I checked on that. In Kentucky, a family of two making $1200 a month before taxes qualifies for $165 in food stamps. Even if I could make that cover ALL the groceries for the month, that only leaves me with a little over $100 a month for everything I didn’t list above.
My son would qualify for Medicaid, but as an able-bodied adult, I wouldn’t. So if I got sick or had to take a prescription medication every day, I’d fly through that $100 in no time.
How the Hell Does This Work?
There are SO many things I didn’t account for in my minimum wage budget. Clothing. Car maintenance. Birthdays. Christmas. School field trips. Toilet paper and toothpaste.
And can we talk about appliances? As my regular readers know, I’m kind of a disaster when it comes to preventing my appliances from breaking. In my time as an adult, I’ve gone through 4 washing machines, two dishwashers, and more printers than I want to think about. Even on a salary significantly higher than minimum wage, if it hadn’t been for DIY repair sites like PartSelect, I never would have kept them working as long as I did. And let me just tell you, things like that are NOT cheap to replace!
Looking at these numbers, is it any wonder that so many people are in debt? Personally, if I knew I was going to spend more than I made just to exist, I’d try to drown out that misery with TV or internet access at home, even though I know I couldn’t afford it. I’d probably use store credit cards to buy clothes (if I could even get approved for them). Payday loans would be my backup plan for emergencies. And retirement? Pfft, what’s retirement? I couldn’t even afford to get my oil changed!
Honestly, the first thing I would do is drop my car insurance. This would free up another $100 a month, but I would risk getting a ticket or totaling my car in a wreck. I don’t even want to think about what would happen if I was injured while driving and had no insurance of any kind.

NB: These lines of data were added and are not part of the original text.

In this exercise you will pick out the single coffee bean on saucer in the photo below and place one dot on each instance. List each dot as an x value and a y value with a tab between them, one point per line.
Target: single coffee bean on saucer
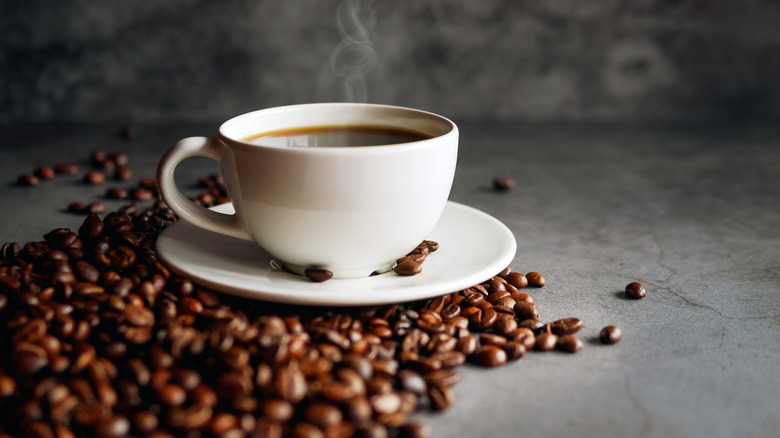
635	290
535	279
566	326
610	335
317	275
408	267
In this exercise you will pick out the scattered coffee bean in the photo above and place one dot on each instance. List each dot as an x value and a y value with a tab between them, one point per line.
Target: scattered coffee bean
122	173
27	180
546	341
535	279
517	280
103	338
503	184
610	335
569	344
408	267
490	356
635	290
566	326
318	275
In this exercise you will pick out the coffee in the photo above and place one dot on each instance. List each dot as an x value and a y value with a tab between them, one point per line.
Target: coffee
334	135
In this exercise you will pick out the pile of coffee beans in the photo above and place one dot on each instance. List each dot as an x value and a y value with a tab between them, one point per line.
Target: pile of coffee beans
99	338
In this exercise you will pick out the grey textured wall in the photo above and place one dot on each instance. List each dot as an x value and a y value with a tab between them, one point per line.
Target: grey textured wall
602	60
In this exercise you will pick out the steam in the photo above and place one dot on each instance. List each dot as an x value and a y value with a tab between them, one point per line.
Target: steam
354	56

I complain about my student loans constantly, but if I hadn’t gone to college and could only qualify for minimum wage jobs, there is simply no way I could make it. Even if I made stellar financial choices at all times, I would run out of money every month. I can’t figure out how any single parent could make this work.

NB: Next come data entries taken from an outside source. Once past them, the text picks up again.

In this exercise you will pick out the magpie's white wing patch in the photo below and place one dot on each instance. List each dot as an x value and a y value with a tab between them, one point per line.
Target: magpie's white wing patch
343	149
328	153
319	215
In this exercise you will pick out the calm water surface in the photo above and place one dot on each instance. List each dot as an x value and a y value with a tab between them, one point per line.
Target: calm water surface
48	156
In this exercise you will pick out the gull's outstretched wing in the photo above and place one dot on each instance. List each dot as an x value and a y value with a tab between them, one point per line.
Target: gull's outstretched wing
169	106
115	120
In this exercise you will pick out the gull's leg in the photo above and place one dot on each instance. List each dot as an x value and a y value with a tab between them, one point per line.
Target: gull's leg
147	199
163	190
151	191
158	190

Could YOU Make it on Minimum Wage?
I feel like I must be missing something here. With 4.4 million American workers making at or below minimum wage (and remember, I gave myself an extra quarter an hour), there has to be some kind of secret I don’t know about. It hurts my soul to think that there are people struggling with this every day – not because they are curious, but because it’s their reality.
Have you ever worked for minimum wage? How about doing it while supporting a household? Could you find a way to alter your budget to make it work?